Australia’s social cohesion is strong, with economic prosperity, optimism for the future and support for multiculturalism all trending upwards, according to the Scanlon Foundation’s Mapping Social Cohesion 2021 report.
Minister for Immigration, Citizenship, Migrant Services and Multicultural Affairs, Alex Hawke MP said despite the challenges of the pandemic, social cohesion in Australia has remained strong, with the nation continuing to pull together.
“Australia’s strong social cohesion is a national asset and in no small part the reason we are the world’s leading multicultural society,” Minister Hawke said.
“Despite the tough year many Australians have experienced, we have stayed together, with the value and trust we place in our neighbours and local communities increasing.
“Strong support for multiculturalism has continued, with 86 per cent of people agreeing that immigrants are good for Australia’s economy, and 86 per cent believing that multiculturalism has been good for Australia.
“Personal experiences of discrimination remained stable at 16 per cent, and attitudes toward specific multicultural communities became more positive across the board, with no increase in racist or xenophobic views amongst respondents.
“Sixty per cent of respondents consider racism and discrimination to be significant issues that must be addressed.
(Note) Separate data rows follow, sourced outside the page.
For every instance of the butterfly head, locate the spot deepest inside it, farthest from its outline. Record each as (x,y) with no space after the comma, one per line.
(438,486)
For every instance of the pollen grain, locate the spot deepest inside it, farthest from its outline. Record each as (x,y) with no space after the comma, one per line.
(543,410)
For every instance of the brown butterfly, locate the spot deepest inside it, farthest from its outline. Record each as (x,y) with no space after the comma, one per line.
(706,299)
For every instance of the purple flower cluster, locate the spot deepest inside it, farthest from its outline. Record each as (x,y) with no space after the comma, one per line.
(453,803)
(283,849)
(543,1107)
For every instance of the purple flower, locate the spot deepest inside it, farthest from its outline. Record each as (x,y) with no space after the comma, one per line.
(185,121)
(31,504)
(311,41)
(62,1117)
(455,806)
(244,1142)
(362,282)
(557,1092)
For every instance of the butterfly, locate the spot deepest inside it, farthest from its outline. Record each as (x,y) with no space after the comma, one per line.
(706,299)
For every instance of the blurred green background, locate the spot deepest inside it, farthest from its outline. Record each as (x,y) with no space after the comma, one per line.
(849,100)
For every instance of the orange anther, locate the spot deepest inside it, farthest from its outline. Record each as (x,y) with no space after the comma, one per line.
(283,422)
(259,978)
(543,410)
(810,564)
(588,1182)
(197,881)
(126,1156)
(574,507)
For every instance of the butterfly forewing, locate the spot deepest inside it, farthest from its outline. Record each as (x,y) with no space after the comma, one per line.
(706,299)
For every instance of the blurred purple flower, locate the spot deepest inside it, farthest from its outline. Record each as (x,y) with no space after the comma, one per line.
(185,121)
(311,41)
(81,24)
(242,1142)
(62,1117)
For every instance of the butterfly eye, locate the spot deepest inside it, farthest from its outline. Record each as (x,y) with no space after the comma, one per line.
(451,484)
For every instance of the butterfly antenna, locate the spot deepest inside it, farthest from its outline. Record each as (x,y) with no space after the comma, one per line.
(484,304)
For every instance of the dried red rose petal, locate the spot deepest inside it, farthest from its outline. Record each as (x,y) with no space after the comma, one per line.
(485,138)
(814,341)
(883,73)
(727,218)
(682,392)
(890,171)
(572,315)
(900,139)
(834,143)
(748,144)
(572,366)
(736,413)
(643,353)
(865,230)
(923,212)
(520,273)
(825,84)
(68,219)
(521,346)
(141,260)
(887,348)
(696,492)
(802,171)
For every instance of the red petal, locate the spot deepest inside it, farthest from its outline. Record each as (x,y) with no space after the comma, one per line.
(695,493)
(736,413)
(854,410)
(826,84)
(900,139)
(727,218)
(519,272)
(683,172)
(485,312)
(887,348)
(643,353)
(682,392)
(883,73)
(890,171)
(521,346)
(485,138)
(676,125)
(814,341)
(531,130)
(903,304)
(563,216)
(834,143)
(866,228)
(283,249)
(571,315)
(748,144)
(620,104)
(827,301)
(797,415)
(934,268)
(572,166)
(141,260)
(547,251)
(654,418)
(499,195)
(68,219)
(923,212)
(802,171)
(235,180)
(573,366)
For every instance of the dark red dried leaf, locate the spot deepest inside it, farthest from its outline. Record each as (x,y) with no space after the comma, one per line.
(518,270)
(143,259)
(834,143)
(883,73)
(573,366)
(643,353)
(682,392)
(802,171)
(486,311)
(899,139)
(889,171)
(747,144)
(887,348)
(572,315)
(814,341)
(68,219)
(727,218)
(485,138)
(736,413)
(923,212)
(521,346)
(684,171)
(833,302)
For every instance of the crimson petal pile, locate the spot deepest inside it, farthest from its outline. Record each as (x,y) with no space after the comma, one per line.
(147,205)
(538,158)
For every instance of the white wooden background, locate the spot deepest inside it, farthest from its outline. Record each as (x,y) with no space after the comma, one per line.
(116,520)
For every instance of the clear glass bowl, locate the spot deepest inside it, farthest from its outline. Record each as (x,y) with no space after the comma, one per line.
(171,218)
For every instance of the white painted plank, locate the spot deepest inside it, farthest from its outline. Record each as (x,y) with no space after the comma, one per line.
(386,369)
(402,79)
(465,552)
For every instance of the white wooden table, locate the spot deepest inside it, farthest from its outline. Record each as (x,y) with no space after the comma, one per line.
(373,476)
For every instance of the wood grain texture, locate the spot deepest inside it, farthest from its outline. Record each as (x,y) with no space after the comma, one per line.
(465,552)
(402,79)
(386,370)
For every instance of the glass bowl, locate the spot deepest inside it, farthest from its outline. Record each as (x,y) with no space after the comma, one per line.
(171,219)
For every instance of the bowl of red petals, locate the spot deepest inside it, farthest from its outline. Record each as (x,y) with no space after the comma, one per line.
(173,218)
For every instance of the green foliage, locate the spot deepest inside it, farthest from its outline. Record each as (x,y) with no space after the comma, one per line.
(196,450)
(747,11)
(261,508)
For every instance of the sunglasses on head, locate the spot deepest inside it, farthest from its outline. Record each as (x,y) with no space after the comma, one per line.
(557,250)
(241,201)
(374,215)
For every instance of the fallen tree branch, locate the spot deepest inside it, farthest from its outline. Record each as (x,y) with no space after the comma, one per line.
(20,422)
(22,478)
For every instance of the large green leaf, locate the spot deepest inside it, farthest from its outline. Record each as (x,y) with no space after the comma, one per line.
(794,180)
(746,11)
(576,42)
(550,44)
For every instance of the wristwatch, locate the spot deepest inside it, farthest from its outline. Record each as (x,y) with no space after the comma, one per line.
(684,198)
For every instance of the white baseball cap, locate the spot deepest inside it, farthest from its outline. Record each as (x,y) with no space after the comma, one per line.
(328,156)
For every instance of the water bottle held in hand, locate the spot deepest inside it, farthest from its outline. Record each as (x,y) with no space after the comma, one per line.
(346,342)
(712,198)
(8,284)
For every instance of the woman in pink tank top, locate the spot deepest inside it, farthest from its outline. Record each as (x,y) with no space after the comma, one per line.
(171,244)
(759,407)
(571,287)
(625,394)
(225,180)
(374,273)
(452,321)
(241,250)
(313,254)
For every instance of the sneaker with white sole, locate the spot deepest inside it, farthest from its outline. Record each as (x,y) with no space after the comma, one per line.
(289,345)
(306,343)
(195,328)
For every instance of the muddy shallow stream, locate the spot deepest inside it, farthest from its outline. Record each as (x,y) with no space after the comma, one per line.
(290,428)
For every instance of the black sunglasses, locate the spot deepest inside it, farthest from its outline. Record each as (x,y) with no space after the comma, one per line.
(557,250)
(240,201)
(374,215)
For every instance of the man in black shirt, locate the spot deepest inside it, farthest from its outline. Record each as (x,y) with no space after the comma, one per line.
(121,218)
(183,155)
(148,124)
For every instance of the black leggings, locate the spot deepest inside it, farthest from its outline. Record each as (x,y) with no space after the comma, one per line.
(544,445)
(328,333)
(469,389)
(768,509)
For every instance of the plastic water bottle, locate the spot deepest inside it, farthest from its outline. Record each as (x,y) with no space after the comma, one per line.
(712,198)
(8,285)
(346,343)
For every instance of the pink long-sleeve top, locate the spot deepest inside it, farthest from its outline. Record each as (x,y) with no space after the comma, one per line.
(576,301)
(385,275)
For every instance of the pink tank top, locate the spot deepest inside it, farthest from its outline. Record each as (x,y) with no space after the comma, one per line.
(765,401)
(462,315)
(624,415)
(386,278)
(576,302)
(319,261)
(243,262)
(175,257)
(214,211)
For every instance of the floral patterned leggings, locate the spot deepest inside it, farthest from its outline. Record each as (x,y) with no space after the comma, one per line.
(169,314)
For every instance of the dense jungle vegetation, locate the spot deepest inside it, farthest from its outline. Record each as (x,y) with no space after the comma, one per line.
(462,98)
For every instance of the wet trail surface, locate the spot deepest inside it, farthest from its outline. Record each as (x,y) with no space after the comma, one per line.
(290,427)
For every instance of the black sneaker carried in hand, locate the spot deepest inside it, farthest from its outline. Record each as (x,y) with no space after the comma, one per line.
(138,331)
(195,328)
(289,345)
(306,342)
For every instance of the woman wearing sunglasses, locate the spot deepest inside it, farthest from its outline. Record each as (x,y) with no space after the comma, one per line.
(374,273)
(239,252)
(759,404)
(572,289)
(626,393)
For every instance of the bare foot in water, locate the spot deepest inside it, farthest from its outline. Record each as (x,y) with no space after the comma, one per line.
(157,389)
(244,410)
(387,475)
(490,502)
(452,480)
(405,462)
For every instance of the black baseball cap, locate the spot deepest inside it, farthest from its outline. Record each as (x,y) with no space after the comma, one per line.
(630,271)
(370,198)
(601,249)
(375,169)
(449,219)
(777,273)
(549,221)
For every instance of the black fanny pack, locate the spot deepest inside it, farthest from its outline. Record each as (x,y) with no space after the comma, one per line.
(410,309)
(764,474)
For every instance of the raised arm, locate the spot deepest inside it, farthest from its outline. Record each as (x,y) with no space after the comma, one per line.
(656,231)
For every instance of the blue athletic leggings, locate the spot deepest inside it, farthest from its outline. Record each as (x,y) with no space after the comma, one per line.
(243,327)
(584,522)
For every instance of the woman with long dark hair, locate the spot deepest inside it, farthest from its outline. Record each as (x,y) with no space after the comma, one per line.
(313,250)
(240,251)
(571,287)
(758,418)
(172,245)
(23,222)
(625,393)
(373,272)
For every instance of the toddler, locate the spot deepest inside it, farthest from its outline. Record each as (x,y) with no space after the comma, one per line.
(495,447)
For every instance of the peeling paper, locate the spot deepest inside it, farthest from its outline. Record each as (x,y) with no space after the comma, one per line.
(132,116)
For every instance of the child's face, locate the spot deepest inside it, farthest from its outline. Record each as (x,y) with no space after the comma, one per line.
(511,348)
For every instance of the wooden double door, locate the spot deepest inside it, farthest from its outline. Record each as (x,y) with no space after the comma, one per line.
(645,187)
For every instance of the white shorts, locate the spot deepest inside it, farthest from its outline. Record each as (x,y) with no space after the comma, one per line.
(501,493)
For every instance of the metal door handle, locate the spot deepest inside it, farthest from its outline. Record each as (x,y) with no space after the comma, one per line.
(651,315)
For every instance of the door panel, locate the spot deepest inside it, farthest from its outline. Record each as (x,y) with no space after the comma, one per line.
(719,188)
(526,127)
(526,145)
This strong increase in community awareness is crucially important to stamping it out,” Minister Hawke said.
Despite the extended impact of the pandemic on large parts of the surveyed population, 71 per cent of respondents indicated they are satisfied with their financial situation, and 71 per cent of respondents are optimistic about Australia’s future.
The Scanlon Foundation’s Mapping Social Cohesion 2021 report includes the inaugural Australian Cohesion Index (ACI), which is the result of a new partnership between the Government and the Scanlon Foundation Research Institute, and is part of the Government’s $62.8 million social cohesion package, to strengthen Australia’s social cohesion and community resilience in the COVID-19 recovery period. This builds on a $71 million package of social cohesion measures announced in March 2019.
The Index combines data from the survey with demographic data, including from the Australian Bureau of Statistics, to create one of the world’s most comprehensive social cohesion trackers.